By Alexander Dworkowitz
In front of a packed crowd on the ninth floor of the Union Plaza Nursing Home Monday evening, Philip Xuan Zhang, an attorney and downtown Flushing property owner, vehemently spoke against a proposal to establish a business improvement district for downtown Flushing.
“We firmly object to the matter in which the city has attempted to implement this program,” Zhang said at the Community Board 7 meeting.
Zhang and fellow members of the newly formed Flushing Landlords Federation Against BID tried to convince the community board that the city had muscled property owners into accepting a plan they did not want.
Zhang's comments, however, fell on deaf ears. Soon afterward, CB 7 voted unanimously to support the proposal, and applause broke out once the vote was tallied.
The Flushing Landlords Federation had hoped to throw a wrench into the BID plan by convincing CB 7 members to vote against it. But with their approval, politicians expect the BID easily will become official by the end of the year.
Under a BID, property owners must pay an assessment in exchange for additional services.
The Flushing BID plan has a budget of $380,000. Almost all of the money would be spent on sanitation services, with some set aside for holiday decorations and administration of the plan.
Property owners would have to pay based on how much of their land fronts the street. Most would spend about $1,000 a year, while the largest properties would pay about $20,000.
The proposed BID includes Main Street from Northern Boulevard to Sanford Avenue, Roosevelt Avenue from Prince Street to Union Street, 39th Avenue from College Point Boulevard to 138th Street, 40th Road, and a short segment of Kissena Boulevard.
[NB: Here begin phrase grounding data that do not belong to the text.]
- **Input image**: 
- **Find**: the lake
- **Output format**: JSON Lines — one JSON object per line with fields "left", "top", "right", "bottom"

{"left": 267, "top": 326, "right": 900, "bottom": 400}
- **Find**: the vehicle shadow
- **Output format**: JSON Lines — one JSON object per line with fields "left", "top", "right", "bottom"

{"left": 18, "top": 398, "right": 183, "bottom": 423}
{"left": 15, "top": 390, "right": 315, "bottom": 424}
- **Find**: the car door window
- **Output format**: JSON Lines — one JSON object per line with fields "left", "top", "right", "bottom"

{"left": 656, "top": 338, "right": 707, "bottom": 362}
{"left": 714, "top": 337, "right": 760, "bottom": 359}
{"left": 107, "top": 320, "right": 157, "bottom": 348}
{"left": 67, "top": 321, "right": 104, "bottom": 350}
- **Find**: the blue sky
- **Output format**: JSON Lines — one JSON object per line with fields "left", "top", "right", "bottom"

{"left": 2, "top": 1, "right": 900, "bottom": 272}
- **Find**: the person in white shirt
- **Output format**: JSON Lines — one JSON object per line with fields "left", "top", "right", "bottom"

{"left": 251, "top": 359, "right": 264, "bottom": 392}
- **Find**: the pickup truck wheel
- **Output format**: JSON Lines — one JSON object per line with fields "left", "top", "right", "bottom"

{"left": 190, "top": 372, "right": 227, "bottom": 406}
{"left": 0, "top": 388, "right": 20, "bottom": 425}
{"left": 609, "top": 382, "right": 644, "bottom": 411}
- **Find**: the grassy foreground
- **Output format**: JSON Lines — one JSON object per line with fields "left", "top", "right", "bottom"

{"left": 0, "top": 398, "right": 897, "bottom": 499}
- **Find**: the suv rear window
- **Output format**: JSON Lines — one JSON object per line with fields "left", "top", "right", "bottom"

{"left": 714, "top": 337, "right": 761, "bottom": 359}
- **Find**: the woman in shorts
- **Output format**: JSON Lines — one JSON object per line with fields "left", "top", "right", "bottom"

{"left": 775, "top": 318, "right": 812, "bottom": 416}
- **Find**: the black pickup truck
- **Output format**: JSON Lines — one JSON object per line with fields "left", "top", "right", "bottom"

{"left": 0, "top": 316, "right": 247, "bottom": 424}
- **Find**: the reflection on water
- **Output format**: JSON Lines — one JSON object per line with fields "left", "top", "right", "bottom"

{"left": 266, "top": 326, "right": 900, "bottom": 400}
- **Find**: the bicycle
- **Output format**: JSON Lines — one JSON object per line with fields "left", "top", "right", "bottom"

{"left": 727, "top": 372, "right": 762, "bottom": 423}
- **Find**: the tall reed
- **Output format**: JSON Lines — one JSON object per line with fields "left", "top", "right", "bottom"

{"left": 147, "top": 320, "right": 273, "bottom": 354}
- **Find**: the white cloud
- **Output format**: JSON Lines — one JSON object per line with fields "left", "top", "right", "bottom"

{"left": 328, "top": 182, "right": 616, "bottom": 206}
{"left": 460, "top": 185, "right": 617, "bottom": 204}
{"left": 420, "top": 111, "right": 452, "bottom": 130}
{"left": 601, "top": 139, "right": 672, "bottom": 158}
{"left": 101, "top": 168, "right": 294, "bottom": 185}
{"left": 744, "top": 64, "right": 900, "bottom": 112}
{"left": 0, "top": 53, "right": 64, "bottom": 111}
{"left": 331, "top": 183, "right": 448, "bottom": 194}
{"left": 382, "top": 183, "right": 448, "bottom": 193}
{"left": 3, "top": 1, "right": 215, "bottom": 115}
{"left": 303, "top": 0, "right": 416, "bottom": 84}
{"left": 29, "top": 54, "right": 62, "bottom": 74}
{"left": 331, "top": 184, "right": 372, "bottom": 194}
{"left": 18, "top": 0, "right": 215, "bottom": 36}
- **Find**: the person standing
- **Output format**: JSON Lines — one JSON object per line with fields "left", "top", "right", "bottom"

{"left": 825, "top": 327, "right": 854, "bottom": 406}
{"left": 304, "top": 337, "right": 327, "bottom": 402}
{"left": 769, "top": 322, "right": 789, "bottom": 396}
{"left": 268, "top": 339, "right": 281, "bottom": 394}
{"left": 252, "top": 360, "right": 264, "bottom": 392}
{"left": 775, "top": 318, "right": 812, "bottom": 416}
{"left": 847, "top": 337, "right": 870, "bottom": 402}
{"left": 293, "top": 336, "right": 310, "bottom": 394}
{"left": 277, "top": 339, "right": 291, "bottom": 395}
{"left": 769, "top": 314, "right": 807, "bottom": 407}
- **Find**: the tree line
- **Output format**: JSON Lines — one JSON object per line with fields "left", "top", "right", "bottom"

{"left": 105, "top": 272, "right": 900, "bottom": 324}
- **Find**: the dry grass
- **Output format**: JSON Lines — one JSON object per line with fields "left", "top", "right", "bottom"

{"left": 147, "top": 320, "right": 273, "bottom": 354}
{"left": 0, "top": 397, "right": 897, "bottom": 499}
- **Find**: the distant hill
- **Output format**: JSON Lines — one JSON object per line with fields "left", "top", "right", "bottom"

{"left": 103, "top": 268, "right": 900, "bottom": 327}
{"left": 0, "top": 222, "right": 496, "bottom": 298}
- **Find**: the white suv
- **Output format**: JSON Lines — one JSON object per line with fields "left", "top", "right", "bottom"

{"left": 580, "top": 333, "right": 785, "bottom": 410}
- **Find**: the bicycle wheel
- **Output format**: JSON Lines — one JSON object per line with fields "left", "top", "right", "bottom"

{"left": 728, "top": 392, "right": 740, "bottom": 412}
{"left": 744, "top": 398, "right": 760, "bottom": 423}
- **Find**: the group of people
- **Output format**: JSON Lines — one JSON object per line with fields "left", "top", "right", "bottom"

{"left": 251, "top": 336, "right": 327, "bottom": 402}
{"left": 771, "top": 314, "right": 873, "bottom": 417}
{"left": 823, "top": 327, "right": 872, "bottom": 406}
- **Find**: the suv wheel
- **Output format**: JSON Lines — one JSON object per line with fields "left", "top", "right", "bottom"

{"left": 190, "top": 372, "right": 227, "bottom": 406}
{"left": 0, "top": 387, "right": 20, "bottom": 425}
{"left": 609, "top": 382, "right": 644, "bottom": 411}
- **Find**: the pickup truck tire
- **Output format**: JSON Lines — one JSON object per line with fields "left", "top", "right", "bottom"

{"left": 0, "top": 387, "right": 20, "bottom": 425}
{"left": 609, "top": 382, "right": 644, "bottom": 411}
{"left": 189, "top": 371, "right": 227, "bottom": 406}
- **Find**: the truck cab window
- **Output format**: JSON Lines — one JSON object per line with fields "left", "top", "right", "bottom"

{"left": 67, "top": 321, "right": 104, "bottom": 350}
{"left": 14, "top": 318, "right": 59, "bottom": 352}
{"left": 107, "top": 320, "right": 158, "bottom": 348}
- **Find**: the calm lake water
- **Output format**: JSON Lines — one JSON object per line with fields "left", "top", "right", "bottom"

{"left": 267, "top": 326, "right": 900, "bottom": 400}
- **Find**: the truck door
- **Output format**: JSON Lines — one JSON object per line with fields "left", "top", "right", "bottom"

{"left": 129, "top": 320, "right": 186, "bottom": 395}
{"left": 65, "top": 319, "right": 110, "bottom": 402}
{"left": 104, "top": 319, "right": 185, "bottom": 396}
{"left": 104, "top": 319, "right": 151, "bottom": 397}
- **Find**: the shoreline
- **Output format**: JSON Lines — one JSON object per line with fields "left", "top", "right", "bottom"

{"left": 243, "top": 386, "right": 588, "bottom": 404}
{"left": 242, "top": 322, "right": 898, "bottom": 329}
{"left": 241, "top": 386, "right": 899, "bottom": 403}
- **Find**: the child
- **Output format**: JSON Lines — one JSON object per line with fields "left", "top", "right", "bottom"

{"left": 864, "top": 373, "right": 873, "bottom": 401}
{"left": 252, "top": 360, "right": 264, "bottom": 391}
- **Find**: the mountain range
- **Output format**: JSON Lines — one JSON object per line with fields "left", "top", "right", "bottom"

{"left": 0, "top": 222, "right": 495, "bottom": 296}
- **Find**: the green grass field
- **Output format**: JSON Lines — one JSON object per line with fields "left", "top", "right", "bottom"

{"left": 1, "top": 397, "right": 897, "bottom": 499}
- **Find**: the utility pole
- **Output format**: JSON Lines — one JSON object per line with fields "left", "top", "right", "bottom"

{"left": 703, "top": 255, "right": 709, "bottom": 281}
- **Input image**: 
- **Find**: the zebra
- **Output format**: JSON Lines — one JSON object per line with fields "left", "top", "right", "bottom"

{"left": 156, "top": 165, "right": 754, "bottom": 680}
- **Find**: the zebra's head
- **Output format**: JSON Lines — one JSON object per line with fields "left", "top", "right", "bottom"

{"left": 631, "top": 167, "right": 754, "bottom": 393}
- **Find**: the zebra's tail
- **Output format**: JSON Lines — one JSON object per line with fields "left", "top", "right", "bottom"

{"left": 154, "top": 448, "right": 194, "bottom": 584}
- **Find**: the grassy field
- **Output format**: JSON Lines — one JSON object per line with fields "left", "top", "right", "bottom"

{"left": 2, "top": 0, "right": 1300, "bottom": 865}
The community board's vote was based on the BID's tremendous political support. Mayor Michael Bloomberg and every local official has sung its praises, while business groups including the Flushing Chamber of Commerce and the Flushing Chinese Business Association have also spoken in its favor.
But most importantly, large property owners back the plan, reversing their opposition inthe past.
Owners of properties including Macy's, the Caldor site and the Sheraton LaGuardia East Hotel all have said they are willing to pay their assessments.
“I'm looking forward to signing the check for $17,000, and I hope you will allow me to do that,” said Chris Ficalura, general manager of the Sheraton, before CB 7's vote.
Jay Liu, who founded the Flushing Landlords Federation, accused Councilman John Liu (D-Flushing) of misrepresenting the support of the BID.
“We have 120 members who are against this BID,” Jay Liu said. “John Liu says he has 75 percent [of the property owners]. Show it to us. Be open about it, that's all.”
But most people who spoke at the hearing disagreed with Jay Liu. Several residents of the downtown area supported it.
“As a resident of Flushing, quality of life will definitely be improved,” George Miyake said.
Yee Leung, chairman of Destination Flushing, a group of Chinese business owners who have spent their own money to hire workers to clean up streets, urged others to accept the financial sacrifice.
“Ladies and gentlemen, it's time for us business owners to step up and participate,” he said.